= Nine-point hyperbola =

Hyperbola constructed from a given triangle and point

In Euclidean geometry with triangle △ABC, the nine-point hyperbola is an instance of the nine-point conic described by American mathematician Maxime Bôcher in 1892. The celebrated nine-point circle is a separate instance of Bôcher's conic:
Given a triangle △ABC and a point P in its plane, a conic can be drawn through the following nine points:
 the midpoints of the sides of △ABC,
 the midpoints of the lines joining P to the vertices, and
 the points where these last named lines cut the sides of the triangle.
The conic is an ellipse if P lies in the interior of △ABC or in one of the regions of the plane separated from the interior by two sides of the triangle; otherwise, the conic is a hyperbola. Bôcher notes that when P is the orthocenter, one obtains the nine-point circle, and when P is on the circumcircle of △ABC, then the conic is an equilateral hyperbola.

==Allen==

An approach to the nine-point hyperbola using the analytic geometry of split-complex numbers was devised by E. F. Allen in 1941. Writing $z=a+bj$, j^{2} = 1, he uses split-complex arithmetic to express a hyperbola as
$z z^* = a^2 .$
It is used as the circumconic of triangle $t_1, t_2, t_3 .$ Let $s = t_1 + t_2 + t_3 .$ Then the nine-point conic is
$\left(z - \frac{s}{2}\right)\left( z^* - \frac{s^*}{2}\right) = \frac{a^2}{4} .$
Allen's description of the nine-point hyperbola followed a development of the nine-point circle that Frank Morley and his son published in 1933. They requisitioned the unit circle in the complex plane as the circumcircle of the given triangle.

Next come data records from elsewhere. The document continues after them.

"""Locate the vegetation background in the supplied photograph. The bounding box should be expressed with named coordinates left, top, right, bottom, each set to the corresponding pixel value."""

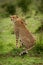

left=0, top=0, right=43, bottom=65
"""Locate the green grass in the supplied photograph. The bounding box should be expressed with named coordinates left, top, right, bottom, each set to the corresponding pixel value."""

left=0, top=17, right=43, bottom=65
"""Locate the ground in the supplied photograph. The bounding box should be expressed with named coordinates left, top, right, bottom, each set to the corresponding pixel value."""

left=0, top=17, right=43, bottom=65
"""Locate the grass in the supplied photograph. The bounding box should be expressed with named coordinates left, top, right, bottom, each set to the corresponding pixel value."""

left=0, top=17, right=43, bottom=65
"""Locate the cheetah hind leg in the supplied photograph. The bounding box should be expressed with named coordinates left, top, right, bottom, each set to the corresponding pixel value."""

left=19, top=49, right=28, bottom=56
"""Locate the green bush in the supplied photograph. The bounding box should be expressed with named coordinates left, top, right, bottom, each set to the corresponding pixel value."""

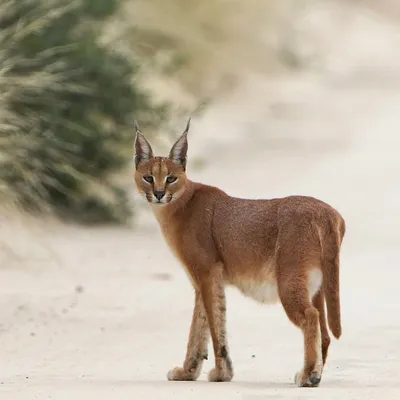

left=0, top=0, right=168, bottom=223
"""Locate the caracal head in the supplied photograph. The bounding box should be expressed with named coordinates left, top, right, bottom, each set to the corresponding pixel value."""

left=134, top=118, right=190, bottom=206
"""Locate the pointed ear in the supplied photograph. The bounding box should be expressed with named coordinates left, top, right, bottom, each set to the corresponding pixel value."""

left=134, top=121, right=153, bottom=168
left=168, top=118, right=191, bottom=170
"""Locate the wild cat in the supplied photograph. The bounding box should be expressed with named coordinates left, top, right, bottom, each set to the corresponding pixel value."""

left=134, top=119, right=345, bottom=387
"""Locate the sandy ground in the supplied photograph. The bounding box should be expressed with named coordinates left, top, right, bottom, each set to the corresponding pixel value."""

left=0, top=3, right=400, bottom=400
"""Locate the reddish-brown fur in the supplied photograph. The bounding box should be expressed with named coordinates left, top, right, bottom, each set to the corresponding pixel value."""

left=135, top=123, right=345, bottom=387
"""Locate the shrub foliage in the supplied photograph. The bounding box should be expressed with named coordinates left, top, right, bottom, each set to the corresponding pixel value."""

left=0, top=0, right=167, bottom=223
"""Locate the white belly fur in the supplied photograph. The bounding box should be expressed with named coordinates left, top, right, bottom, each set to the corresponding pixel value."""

left=235, top=268, right=322, bottom=304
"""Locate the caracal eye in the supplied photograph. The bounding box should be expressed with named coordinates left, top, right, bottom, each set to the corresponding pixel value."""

left=143, top=175, right=154, bottom=183
left=167, top=175, right=178, bottom=183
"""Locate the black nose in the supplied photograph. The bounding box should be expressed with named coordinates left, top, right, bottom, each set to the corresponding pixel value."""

left=154, top=190, right=165, bottom=201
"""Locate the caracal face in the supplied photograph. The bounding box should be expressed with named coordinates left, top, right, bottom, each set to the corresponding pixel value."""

left=135, top=120, right=190, bottom=207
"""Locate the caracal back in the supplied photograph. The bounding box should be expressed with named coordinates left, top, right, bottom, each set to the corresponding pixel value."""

left=135, top=120, right=345, bottom=387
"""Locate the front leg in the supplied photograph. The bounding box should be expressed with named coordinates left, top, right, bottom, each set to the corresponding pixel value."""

left=200, top=264, right=233, bottom=382
left=167, top=290, right=210, bottom=381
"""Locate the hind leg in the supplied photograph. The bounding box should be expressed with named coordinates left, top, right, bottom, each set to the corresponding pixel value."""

left=278, top=266, right=323, bottom=387
left=313, top=288, right=331, bottom=365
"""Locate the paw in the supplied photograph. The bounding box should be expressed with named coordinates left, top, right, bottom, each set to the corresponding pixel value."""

left=208, top=368, right=233, bottom=382
left=167, top=367, right=197, bottom=381
left=294, top=370, right=321, bottom=387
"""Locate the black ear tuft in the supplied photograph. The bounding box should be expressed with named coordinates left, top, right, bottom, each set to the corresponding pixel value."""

left=168, top=118, right=191, bottom=170
left=134, top=121, right=153, bottom=168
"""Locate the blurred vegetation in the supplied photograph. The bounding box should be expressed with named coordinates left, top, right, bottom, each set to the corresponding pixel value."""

left=0, top=0, right=168, bottom=223
left=104, top=0, right=282, bottom=104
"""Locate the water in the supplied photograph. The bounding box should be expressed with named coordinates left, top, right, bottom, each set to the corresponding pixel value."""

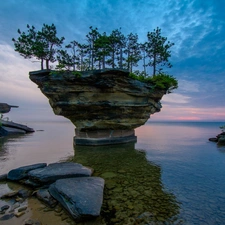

left=0, top=121, right=225, bottom=225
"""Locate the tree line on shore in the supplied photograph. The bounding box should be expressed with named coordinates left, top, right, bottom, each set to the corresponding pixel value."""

left=12, top=24, right=174, bottom=76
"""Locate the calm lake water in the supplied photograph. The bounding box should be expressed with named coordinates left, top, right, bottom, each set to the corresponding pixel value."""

left=0, top=120, right=225, bottom=225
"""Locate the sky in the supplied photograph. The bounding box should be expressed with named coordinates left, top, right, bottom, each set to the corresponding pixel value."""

left=0, top=0, right=225, bottom=122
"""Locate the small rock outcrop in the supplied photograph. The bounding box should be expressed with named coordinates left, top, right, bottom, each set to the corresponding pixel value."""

left=7, top=163, right=47, bottom=181
left=49, top=177, right=104, bottom=220
left=30, top=69, right=166, bottom=145
left=0, top=162, right=105, bottom=221
left=28, top=162, right=93, bottom=185
left=209, top=132, right=225, bottom=146
left=0, top=103, right=19, bottom=113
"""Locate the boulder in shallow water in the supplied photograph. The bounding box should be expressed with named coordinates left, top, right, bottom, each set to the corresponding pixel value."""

left=28, top=162, right=93, bottom=184
left=36, top=189, right=58, bottom=208
left=49, top=177, right=105, bottom=220
left=7, top=163, right=47, bottom=180
left=217, top=135, right=225, bottom=146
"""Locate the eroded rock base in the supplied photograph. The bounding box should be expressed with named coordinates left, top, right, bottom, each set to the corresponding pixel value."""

left=74, top=129, right=137, bottom=145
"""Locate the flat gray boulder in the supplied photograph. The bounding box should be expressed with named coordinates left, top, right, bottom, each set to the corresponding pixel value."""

left=7, top=163, right=47, bottom=181
left=28, top=162, right=93, bottom=184
left=49, top=177, right=105, bottom=220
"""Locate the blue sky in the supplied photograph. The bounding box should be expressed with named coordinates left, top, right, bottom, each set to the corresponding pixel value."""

In 1953 Allen extended his study to a nine-point conic of a triangle inscribed in any central conic.

==Yaglom==
For Yaglom, a hyperbola is a Minkowskian circle as in the Minkowski plane. Yaglom's description of this geometry is found in the "Conclusion" chapter of a book that initially addresses Galilean geometry. He considers a triangle inscribed in a "circumcircle" which is in fact a hyperbola. In the Minkowski plane the nine-point hyperbola is also described as a circle:
… the midpoints of the sides of a triangle △ABC and the feet of its altitudes (as well as the midpoints of the segments joining the orthocenter of △ABC to its vertices) lie on a [Minkowskian] circle S whose radius is half the radius of the circumcircle of the triangle. It is natural to refer to S as the six- (nine-) point circle of the (Minkowskian) triangle △ABC; if △ABC has an incircle s, then the six- (nine-) point circle S of △ABC touches its incircle s (Fig.173).

==Others==
In 2005 J. A. Scott used the unit hyperbola as the circumconic of triangle ABC and found conditions for it to include six triangle centers: the centroid X(2), the orthocenter X(4), the Fermat points X(13) and X(14), and the Napoleon points X(17) and X(18) as listed in the Encyclopedia of Triangle Centers. Scott’s hyperbola is a Kiepert hyperbola of the triangle.

Christopher Bath describes a nine-point rectangular hyperbola passing through these centers: incenter X(1), the three excenters, the centroid X(2), the de Longchamps point X(20), and the three points obtained by extending the triangle medians to twice their cevian length.